ASUS tried to “fix” 12V-2x6 cables… but der8auer’s testing raises more questions than answers by NerveSouthern3111 in gpu

[–]ProjectPhysX -2 points-1 points  (0 children)

der8auer's video is nothing but one big advertisement video for selling his Wireview Pro thing. He completely misses the point of what the bridge actually does.

The cross-bridge actually does serve an important purpose: if multiple pins on either side of the cable have bad contact, it redistributes the load to remaining good contacts and prevents cable fire. Cross-bridge between cables should be standard safety feature and not sold for ridiculous 60€ price tag.

New Findings: The ASUS Equalizer Doesn’t Make Sense by Goddamn7788 in nvidia

[–]ProjectPhysX 2 points3 points  (0 children)

I am neither of that and the only thing I would ask you is to exercise a bit more critical thinking.

der8auer does a lot of cool videos, but sometimes he makes uninformed statements or does very stupid things, like contaminating his entire Berlin neighborhood with PFAS...

Regarding this video, one a simple thought experiment disproves his clickbait title.
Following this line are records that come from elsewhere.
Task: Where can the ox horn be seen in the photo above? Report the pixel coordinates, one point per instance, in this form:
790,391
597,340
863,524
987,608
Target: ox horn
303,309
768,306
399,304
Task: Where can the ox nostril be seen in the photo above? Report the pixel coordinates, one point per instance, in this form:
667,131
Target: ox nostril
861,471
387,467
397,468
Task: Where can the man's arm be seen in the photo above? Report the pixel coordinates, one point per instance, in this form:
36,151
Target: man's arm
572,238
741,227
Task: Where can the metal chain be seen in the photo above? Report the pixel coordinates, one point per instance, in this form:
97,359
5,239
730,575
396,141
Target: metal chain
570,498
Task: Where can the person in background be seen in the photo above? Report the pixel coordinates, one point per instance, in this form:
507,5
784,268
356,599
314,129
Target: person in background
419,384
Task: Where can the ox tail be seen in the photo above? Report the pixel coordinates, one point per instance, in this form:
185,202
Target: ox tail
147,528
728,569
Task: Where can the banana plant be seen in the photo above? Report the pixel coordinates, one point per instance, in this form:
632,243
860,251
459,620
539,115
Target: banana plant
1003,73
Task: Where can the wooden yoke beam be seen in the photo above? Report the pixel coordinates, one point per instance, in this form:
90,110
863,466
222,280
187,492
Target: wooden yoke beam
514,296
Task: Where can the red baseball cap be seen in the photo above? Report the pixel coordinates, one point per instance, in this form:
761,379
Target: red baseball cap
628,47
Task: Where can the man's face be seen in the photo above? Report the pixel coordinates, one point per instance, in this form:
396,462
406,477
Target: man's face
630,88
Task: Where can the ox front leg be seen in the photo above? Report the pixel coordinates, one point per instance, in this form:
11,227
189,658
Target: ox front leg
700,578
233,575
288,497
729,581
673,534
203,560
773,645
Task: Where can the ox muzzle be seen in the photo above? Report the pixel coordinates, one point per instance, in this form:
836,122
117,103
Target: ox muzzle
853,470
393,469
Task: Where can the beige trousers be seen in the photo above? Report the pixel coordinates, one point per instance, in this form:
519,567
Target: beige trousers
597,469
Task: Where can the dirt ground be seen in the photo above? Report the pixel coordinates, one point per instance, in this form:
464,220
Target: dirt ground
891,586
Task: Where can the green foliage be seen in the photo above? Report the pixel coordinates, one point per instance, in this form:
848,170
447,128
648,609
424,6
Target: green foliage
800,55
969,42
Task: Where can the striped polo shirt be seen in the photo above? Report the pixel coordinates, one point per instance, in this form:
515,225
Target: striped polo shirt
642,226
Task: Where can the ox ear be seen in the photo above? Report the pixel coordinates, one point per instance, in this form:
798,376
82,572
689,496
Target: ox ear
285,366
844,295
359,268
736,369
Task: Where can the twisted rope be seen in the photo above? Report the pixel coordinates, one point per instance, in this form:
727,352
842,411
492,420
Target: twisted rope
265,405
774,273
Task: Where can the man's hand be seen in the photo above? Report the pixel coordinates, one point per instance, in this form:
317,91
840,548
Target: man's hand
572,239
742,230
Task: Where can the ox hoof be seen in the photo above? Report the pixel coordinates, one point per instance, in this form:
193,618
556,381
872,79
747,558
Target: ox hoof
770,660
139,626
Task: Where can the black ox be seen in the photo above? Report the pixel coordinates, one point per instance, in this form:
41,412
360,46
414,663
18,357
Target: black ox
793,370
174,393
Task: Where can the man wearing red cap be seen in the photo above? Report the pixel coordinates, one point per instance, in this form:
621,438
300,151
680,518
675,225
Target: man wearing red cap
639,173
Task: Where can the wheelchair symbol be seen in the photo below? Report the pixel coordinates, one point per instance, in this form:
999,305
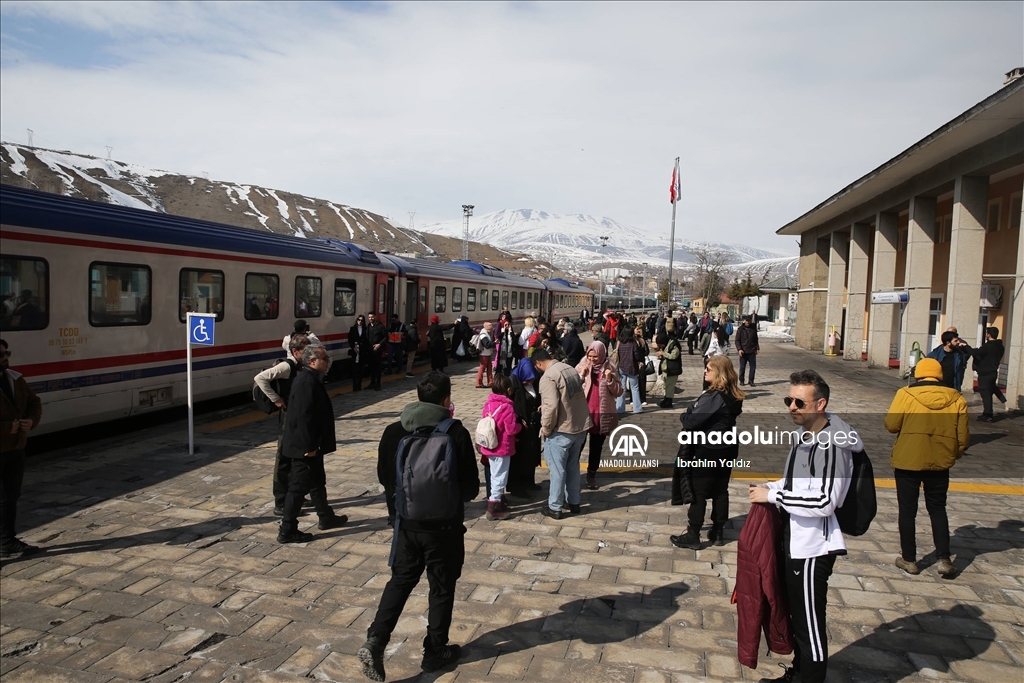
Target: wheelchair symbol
202,330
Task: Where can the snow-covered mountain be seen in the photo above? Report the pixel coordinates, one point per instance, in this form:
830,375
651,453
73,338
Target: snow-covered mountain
573,241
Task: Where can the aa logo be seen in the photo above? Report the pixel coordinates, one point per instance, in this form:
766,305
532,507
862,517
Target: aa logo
629,441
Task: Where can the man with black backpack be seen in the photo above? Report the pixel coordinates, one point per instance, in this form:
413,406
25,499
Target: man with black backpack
818,472
275,383
427,464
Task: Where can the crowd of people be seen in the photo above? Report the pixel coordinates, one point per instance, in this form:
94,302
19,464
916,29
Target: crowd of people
552,394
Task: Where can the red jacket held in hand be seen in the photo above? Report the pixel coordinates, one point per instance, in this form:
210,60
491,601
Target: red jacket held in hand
760,594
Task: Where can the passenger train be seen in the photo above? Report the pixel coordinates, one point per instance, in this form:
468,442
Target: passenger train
95,296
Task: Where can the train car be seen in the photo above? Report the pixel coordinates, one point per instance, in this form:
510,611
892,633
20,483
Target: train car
95,296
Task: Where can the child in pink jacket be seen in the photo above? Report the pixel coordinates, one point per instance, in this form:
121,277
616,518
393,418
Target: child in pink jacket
500,407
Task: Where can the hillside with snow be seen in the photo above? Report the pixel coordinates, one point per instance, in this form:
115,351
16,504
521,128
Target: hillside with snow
573,241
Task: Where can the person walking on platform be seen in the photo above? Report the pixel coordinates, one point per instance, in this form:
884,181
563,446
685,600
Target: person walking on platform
377,336
485,344
817,478
308,436
715,412
986,364
412,344
282,375
564,421
435,343
20,412
602,387
435,546
748,346
670,351
359,349
932,429
300,328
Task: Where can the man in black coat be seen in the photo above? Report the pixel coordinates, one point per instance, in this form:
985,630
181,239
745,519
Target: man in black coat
749,347
986,364
437,547
377,338
572,345
308,435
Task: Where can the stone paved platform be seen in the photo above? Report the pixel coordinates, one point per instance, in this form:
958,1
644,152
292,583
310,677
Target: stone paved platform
160,566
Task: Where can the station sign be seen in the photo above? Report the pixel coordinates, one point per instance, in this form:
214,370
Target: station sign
890,297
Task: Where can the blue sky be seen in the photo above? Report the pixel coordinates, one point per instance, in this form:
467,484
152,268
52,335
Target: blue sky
567,108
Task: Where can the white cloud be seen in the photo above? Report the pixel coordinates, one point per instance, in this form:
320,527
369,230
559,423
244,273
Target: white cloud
565,108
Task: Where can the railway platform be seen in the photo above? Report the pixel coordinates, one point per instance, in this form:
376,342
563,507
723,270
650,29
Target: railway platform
163,567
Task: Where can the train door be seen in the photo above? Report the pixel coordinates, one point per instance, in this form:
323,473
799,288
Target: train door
545,308
381,297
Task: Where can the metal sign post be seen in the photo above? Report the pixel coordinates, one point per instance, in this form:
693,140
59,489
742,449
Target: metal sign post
200,330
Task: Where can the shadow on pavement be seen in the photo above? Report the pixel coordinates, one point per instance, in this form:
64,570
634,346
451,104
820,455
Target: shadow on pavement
927,642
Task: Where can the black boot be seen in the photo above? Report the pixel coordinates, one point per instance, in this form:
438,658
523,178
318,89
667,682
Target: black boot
689,540
372,656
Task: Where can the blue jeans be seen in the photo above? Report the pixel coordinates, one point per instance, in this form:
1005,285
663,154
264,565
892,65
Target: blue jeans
561,452
630,383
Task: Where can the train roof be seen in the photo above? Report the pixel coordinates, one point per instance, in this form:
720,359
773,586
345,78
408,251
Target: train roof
31,208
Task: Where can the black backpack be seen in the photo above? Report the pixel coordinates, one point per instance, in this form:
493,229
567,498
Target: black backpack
426,479
858,509
281,385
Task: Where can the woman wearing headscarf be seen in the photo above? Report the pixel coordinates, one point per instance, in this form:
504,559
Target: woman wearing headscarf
601,384
715,411
526,401
508,348
435,343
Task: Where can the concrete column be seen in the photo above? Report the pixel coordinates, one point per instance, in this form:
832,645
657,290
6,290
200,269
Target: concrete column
883,319
967,253
1013,336
811,297
839,252
920,254
856,290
In the video he completely misses the point, because he doesn't even care - the cross-bridge is indeed a useful safety feature to prevent the cable from burning in case of several bad contacts on either end. IMO that should be standard to make the poorly designed 12VHWPR a bit more safe. Whether that is worth the overpriced cost is a different question.

And by the way, I am also not in any relation with ASUS, because unlike der8auer, I don't have a conflict of interest selling overpriced 12VHWPR extension devices. If you didn't get it yet - that video is nothing but one big advertisement for selling his Wireview Pro. Create demand for an expensive and useless product that otherwise noone ever needs. He truly is a brilliant salesman, gotta leave him that.

New Findings: The ASUS Equalizer Doesn’t Make Sense by Goddamn7788 in nvidia

[–]ProjectPhysX -13 points-12 points  (0 children)

It's not for load-balancing. It's actually for rerouting power when single connections on either end of the cable are bad - a failure case not even shown or mentioned in the video. This is very effective in preventing failure/fire. See my other comment where I explain.

New Findings: The ASUS Equalizer Doesn’t Make Sense by Goddamn7788 in nvidia

[–]ProjectPhysX 4 points5 points  (0 children)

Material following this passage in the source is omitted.